Adoptive parents in Russia should be required to undergo a psychological assessment

Adoptive parents in Russia should be required to undergo a psychological assessment

An expert explains to the Agency for Social Information (ASI) whether this requirement is justified and whether it could help reduce the number of children sent back to care.

 

10.11.2022

In 2019 the Government Commission on Legislative Activities approved a proposal that potential adoptive parents should undergo a psychological assessment.  This has been reported by Izvestia, quoting Vladimir Gruzdeva, a member of the commission and Chair of the Board of the Russian Association of Lawyers (AYuR).

 

It is proposed that the motivations of potential guardians will be assessed, with the aim of protecting children and preventing them returning into care.  The proposal also forbids adopting more that one child into a family in a year and establishes a process of support from adoption agencies.

Svetlana Stroganova, programme director of the Our Children foundation told ASI that there was a need for a psychological assessment of adoptive parents.

“The current system requires a potential adoptive parent to gather a pile of documents and demonstrate that they have somewhere to live and an income.  And this is enough to adopt a child.  Whether the family has the psychological resources is not even considered”, said Stroganova.

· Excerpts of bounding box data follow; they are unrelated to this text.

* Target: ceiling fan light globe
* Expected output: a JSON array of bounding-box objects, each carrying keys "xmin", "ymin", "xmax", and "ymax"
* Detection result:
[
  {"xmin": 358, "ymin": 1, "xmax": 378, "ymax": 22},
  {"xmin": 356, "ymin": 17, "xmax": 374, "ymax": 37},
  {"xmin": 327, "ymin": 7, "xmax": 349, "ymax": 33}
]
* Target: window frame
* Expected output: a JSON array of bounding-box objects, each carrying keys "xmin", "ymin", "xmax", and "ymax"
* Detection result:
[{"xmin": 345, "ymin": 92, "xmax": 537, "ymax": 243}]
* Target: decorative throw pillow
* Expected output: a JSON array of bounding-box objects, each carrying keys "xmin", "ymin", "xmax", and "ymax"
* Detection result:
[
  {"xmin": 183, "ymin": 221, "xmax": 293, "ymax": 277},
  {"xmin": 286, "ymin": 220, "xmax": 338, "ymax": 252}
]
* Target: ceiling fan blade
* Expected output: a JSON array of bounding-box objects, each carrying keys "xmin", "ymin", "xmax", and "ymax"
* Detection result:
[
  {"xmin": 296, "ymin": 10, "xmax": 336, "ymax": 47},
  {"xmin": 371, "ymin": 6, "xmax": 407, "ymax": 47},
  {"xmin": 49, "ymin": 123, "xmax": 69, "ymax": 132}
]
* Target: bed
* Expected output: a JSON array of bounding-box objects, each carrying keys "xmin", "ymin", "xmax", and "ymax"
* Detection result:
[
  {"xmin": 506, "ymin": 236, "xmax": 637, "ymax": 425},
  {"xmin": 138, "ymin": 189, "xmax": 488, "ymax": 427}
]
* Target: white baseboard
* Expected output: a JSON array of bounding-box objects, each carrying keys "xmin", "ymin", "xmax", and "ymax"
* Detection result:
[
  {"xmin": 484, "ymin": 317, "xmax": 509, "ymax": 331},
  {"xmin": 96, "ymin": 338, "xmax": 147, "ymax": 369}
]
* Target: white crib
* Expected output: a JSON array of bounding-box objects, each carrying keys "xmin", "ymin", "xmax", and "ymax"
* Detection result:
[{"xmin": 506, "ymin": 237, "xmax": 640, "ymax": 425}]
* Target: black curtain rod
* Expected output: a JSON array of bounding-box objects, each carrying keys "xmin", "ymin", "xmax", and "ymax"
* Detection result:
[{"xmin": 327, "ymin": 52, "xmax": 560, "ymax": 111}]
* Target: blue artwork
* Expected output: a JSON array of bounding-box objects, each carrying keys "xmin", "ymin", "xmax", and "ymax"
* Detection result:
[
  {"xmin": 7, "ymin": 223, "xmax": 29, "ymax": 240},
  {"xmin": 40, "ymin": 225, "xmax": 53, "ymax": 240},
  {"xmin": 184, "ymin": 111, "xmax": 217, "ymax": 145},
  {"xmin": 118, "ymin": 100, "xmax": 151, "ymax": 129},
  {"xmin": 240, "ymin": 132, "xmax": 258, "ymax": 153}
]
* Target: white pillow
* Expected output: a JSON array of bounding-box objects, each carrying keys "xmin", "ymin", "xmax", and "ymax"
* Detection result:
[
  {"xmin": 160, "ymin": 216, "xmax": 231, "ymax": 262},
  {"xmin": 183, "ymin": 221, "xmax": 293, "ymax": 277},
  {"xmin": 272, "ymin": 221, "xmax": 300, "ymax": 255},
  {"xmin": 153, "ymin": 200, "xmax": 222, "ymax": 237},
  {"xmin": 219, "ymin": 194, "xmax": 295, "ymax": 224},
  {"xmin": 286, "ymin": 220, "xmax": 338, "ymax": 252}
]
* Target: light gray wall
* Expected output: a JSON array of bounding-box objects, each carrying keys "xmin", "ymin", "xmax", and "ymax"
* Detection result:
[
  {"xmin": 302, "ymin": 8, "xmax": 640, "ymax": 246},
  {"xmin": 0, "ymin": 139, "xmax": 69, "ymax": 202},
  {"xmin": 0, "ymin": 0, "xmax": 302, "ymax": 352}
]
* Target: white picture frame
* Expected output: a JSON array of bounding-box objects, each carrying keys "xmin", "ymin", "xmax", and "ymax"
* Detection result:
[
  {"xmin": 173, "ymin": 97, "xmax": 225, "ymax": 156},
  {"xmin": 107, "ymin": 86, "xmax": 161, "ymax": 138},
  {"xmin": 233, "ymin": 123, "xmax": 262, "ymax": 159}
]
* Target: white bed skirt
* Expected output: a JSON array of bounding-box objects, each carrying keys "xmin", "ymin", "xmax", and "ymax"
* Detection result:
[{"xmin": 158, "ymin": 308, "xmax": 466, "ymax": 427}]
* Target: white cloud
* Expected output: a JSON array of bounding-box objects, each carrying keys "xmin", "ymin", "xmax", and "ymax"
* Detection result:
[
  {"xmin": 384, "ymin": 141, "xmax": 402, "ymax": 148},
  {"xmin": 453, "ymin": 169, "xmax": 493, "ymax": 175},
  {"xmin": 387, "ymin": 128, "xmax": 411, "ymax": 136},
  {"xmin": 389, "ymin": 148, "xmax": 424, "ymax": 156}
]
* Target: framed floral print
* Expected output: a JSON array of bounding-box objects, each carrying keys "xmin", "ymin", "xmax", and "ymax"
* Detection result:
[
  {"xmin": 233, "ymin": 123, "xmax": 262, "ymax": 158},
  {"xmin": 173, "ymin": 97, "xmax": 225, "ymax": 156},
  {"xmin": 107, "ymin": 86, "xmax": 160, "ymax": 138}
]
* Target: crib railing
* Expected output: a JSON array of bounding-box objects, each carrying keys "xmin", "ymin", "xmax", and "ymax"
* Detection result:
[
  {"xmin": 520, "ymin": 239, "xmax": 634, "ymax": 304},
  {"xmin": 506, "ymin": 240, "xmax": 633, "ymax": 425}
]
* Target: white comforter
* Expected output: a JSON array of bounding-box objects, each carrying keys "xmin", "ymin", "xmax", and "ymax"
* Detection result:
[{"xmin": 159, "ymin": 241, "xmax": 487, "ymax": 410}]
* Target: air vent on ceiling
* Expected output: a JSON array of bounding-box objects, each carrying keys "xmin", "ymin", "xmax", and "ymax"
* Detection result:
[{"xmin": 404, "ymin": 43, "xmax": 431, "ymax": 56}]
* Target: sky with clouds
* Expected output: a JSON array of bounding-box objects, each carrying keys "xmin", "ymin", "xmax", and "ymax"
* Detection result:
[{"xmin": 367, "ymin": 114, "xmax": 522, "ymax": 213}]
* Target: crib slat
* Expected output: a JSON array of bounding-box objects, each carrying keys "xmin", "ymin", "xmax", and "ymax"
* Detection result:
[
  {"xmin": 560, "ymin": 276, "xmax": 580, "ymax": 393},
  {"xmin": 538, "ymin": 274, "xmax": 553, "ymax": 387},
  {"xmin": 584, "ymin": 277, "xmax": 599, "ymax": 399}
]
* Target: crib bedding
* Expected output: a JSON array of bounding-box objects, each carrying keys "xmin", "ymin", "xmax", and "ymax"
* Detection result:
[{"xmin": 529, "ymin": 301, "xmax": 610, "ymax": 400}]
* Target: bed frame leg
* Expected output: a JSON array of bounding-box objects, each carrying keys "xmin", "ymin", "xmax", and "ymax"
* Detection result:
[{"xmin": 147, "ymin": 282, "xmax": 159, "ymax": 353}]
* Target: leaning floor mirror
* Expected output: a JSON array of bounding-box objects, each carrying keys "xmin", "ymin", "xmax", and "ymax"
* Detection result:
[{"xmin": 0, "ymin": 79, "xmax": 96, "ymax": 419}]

She said that training providers who offer adoptive parent training give out attendance certificates without an expiry date, but then do no follow-up checks to see whether attendees remember anything after a few years.

However, her concern about the draft law is not that such changes are needed, but about how they would be implemented.  It is not clear what methodology would be used for the psychological assessment, how many specialists would be needed to conduct the assessments, nor how they would be trained.

Stroganova also considers the provision which allows only one child to be adopted in a year to be unnecessarily restrictive.  Although the limitation does not apply to siblings, the capacity of any one family to take on a number of children should be specific to that family’s circumstances.

“This comes back once again to the issue of the quality of the assessment of the potential adopters, the identification of their capabilities, their resources and the risks.  Some may be able to take on two or three children immediately, others, having taken on one, may not be in a position to take on another after one or even three years”, she explained.

Were this restriction to be omitted from the draft, the proposed measures could make a real difference, believes Stroganova.  But for this to happen they need to be effectively implemented, which is what is in doubt.  There may be questions around the financing, and the testing of the chosen methodology, as well as with the lack of input from subject matter experts, including from the CSO sector.

“I think it would have been much better to trial the methodology in a pilot scheme in one region or even just a smaller neighbourhood so that the full costs, risks and so on could be evaluated.  The draft law is an excellent idea.  But as a practitioner working in the field I can see that we are not yet ready to implement this idea properly” concluded Stroganova.